Expression and purification of His-BvgS from B. pertussis strains.
(A) Coomassie blue analysis. 5 mg of solubilize cell lysate harvested from BPSM (untagged control) and BPSH was mixed with Ni-NTA agarose beads prior to loading onto a chromatography column. Lysate input, flow-through and batch eluted fractions were heated to 95°C for 15 min and analyzed under reducing 10% SDS-PAGE and stained with Coomassie blue. Lane IP; Input, FT; Flow through, E1; Eluted fraction 1, E2; Eluted fraction 2, E3; Eluted fraction 3, E4; Eluted fraction 4. Molecular weights are indicated on the right side. (B) Western blot analysis of purified fractions with anti-His and anti-BvgS antibodies. Lane IP; Input, FT; Flow through, E2; Eluted fraction 2, E3; Eluted fraction 3. Molecular weights are indicated on the right side. (C) Detection of BvgS associated oligomers and BvgS monomer. Purified His-BvgS from BPSH cells were mixed with equal volume of Laemmli SDS-PAGE buffer containing either no reducing agent (0% β-mercaptoethanol) or increasing concentrations (2.5% and 5% β-mercaptoethanol). The proteins samples were then subjected to either no heat or heat denaturation at 95°C for 15 min prior to SDS-PAGE analysis and Western blotted with anti-His or anti-BvgS antibody. Molecular weights are indicated on the right side. (D) Detection of BvgS associated oligomers and BvgS monomer in BPSH and BPSH-KOcaps. Equal amount of purified His-BvgS from BPSH and BPSH-KOcaps cells were mixed with Laemmli SDS-PAGE buffer containing either no reducing agent or with 5% β-mercaptoethanol. The proteins samples were then subjected to either no heat or heat denaturation at 95°C for 15 min. Equal amount of protein were loaded for each well for SDS-PAGE analysis and Western blotted with anti-BvgS antibody. Molecular weights are indicated on the right side. (E) Detection of BvgS associated oligomers and BvgS monomer in BPSH, BPSH-ΔkpsT and BPSH-ΔkpsTcom. Equal amount of purified His-BvgS from BPSH, BPSH-ΔkpsT and BPSH-ΔkpsTcom cells were mixed with Laemmli SDS-PAGE buffer containing either no reducing agent or with 5% β-mercaptoethanol. The proteins samples were then subjected to either no heat or heat denaturation at 95°C for 15 min. Equal amounts of protein were loaded for each well for SDS-PAGE analysis and Western blotted with anti-BvgS antibody. Molecular weights are indicated on the right side.
Figure 8.
Lung colonization profile of B. pertussis KOcaps:kpsT and KOcaps:kpsMT strains.

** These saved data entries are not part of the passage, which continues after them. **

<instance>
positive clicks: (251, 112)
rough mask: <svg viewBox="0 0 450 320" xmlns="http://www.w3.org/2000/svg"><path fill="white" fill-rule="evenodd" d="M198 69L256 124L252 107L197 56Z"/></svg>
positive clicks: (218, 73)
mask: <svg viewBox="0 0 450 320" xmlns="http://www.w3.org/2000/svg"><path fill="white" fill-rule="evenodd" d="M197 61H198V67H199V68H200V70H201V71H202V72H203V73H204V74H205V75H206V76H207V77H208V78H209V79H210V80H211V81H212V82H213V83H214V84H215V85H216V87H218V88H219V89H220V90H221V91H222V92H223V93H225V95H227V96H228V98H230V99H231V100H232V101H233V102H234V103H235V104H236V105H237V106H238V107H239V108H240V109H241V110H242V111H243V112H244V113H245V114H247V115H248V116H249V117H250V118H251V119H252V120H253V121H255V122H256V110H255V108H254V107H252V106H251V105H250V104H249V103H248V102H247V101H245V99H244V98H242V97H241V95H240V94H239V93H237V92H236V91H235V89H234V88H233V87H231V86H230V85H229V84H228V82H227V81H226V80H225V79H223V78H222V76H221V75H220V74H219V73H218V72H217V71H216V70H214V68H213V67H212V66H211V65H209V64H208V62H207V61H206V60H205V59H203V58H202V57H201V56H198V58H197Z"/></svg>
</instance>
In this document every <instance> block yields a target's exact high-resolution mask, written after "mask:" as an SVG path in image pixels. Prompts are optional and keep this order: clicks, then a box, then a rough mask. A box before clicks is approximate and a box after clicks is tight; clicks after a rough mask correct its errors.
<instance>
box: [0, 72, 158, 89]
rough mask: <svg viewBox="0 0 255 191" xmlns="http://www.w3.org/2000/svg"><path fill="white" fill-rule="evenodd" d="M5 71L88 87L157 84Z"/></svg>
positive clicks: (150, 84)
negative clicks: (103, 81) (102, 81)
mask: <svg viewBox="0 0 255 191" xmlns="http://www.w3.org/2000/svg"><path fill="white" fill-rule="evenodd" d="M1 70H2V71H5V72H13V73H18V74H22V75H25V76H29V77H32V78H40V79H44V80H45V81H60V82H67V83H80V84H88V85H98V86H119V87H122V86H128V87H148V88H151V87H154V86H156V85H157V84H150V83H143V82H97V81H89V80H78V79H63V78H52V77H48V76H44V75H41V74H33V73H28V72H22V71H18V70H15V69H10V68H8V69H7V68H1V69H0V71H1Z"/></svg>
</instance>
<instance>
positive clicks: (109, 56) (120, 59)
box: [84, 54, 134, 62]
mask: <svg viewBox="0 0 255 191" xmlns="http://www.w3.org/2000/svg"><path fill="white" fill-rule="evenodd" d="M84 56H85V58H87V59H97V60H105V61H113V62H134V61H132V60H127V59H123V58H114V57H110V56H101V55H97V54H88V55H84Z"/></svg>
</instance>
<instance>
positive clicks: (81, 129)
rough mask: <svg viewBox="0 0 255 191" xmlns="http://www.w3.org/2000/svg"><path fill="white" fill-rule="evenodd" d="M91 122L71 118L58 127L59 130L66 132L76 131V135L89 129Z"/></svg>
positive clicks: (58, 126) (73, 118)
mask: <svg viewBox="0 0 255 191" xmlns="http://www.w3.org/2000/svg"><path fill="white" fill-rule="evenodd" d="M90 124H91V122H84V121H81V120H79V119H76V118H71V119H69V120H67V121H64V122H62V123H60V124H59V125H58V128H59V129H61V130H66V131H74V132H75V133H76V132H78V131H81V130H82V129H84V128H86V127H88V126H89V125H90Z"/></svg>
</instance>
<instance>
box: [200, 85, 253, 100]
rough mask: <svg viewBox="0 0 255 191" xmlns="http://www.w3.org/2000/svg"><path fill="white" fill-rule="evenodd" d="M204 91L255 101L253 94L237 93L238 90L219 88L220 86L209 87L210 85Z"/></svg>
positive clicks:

Balb/C mice were infected intranasally with 5×105 CFU of B. pertussis BPSM (solid bars), KOcaps (striped bars), KOcaps:kpsT (dotted bars) and KOcaps:kpsMT (open bars). At the indicated time points, four infected mice per group were euthanized and their lungs were harvested, homogenized and plated on blood agar to determine the total number of CFU per lung. The results are expressed as the mean ± SEM of four mice per group. ** p value<0.01 relative to KOcaps. Results are representative of two independent experiments.